Rave: Out of the office for the next two days attending a suicide intervention workshop. I'm interested to see how many people don't show up for the second day.
RAVE: Amazing vacation with the family at Table Rock Lake. RAVE: Things have been simply amazing with the girl. RANT: Back to work tomorrow after two weeks off. RAVE: Only one week at work then it's off to Sturgis with the old man.
Rant: July was randomly a very hard month for me. It seemed like everything I touched turned to shit and I faced a lot of rejection and generally everything seemed to go wrong. And many of these things got my hopes up that something big was going to happen right before it, well, didn't happen. Now, I've had three ideas on the back burner for weeks now that just involve writing three emails, but I can't seem to do it. I've never been afraid of rejection - I was solely a freelance writer for a year, after all - but all of a sudden I'm crippled by the idea. Or I get nervous about the idea of being accepted and then failing. I know this isn't uncommon, but it's new to me. I open up a document and I can't even bring myself to write "Dear So and So." I don't know what's going on. I'm starting work on my next column and review this week, so I'm hoping that will somehow kickstart my motivation back into gear, or something. I did have high hopes for August until a few days ago, when a whole new source of stress was introduced into my life that I'll be dealing with throughout the month. Blerg. I can't seem to catch a break.
Rave: Texted my sister this morning to remind her not to forget to bring an apron to the office today since I'm grilling for our BBQ. She responded with, "Already in my bag. Don't be a Pre Madonna." You know, I think we can finally answer Bush's question--our children is, indeed, learning.
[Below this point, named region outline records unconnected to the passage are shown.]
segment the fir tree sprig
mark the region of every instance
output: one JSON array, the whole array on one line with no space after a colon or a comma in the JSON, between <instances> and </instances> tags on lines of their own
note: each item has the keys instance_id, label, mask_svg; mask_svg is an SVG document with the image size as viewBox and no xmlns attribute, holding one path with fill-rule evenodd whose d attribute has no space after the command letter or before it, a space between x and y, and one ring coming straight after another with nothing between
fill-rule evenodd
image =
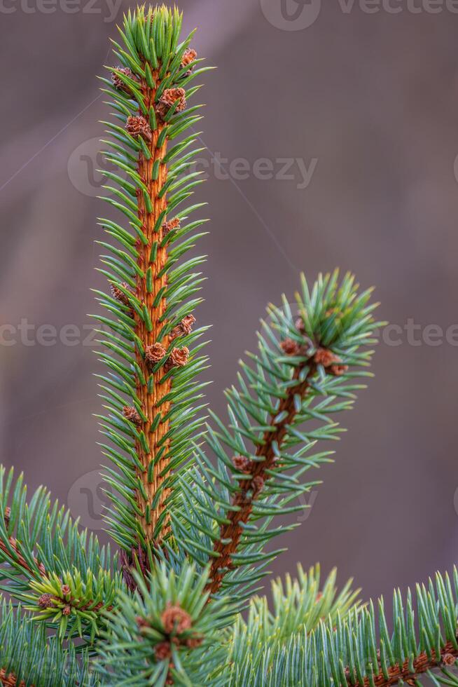
<instances>
[{"instance_id":1,"label":"fir tree sprig","mask_svg":"<svg viewBox=\"0 0 458 687\"><path fill-rule=\"evenodd\" d=\"M377 326L370 294L359 293L351 275L340 283L337 272L320 276L311 290L303 279L298 316L286 299L270 307L254 365L243 363L238 388L228 390L229 426L212 414L216 428L205 441L216 467L196 449L199 471L192 486L182 480L183 505L174 516L182 547L200 564L211 562L212 594L230 590L242 601L251 592L279 552L265 552L266 544L285 531L270 528L272 519L302 508L291 501L317 484L302 475L330 452L312 451L337 438L330 416L352 407L361 388L352 380L368 374L366 346Z\"/></svg>"},{"instance_id":2,"label":"fir tree sprig","mask_svg":"<svg viewBox=\"0 0 458 687\"><path fill-rule=\"evenodd\" d=\"M0 590L61 638L92 643L123 585L109 546L39 488L29 502L22 475L0 465Z\"/></svg>"},{"instance_id":3,"label":"fir tree sprig","mask_svg":"<svg viewBox=\"0 0 458 687\"><path fill-rule=\"evenodd\" d=\"M165 563L146 579L134 573L136 591L120 594L99 645L98 671L109 683L190 687L226 662L218 631L227 601L207 603L207 573L187 564L176 573Z\"/></svg>"},{"instance_id":4,"label":"fir tree sprig","mask_svg":"<svg viewBox=\"0 0 458 687\"><path fill-rule=\"evenodd\" d=\"M109 315L99 319L111 332L102 341L109 414L102 426L114 444L102 450L114 463L105 473L115 491L106 517L126 552L126 571L135 558L144 567L148 548L170 537L169 511L203 407L204 384L195 378L206 362L197 343L206 327L195 329L193 314L203 257L182 259L203 235L197 230L204 220L190 219L202 204L179 206L201 182L200 172L189 171L199 151L195 135L183 135L201 118L200 106L189 107L199 87L189 84L204 68L195 68L193 34L179 42L181 21L165 6L129 11L121 44L113 41L123 66L103 79L115 111L115 121L105 123L105 157L120 170L109 174L115 197L105 200L125 224L102 220L114 240L101 242L111 295L99 293Z\"/></svg>"}]
</instances>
RANT: If you're lost - pull the fuck over. I followed some snapperhead this morning who was obviously lost. He was driving 20kph holding a map up and weaving all over the place. He ended up driving down the side of a parked car with me behind him. Of course I had to wait for the police and give a statement. While we were waiting this guy kept telling me how confusing my town is. Fuck you it's confusing. Right after 1st Street, is 2nd Street which is followed surprisingly enough by 3rd Street and so on and so on. Way to ruin two people's morning you asshole.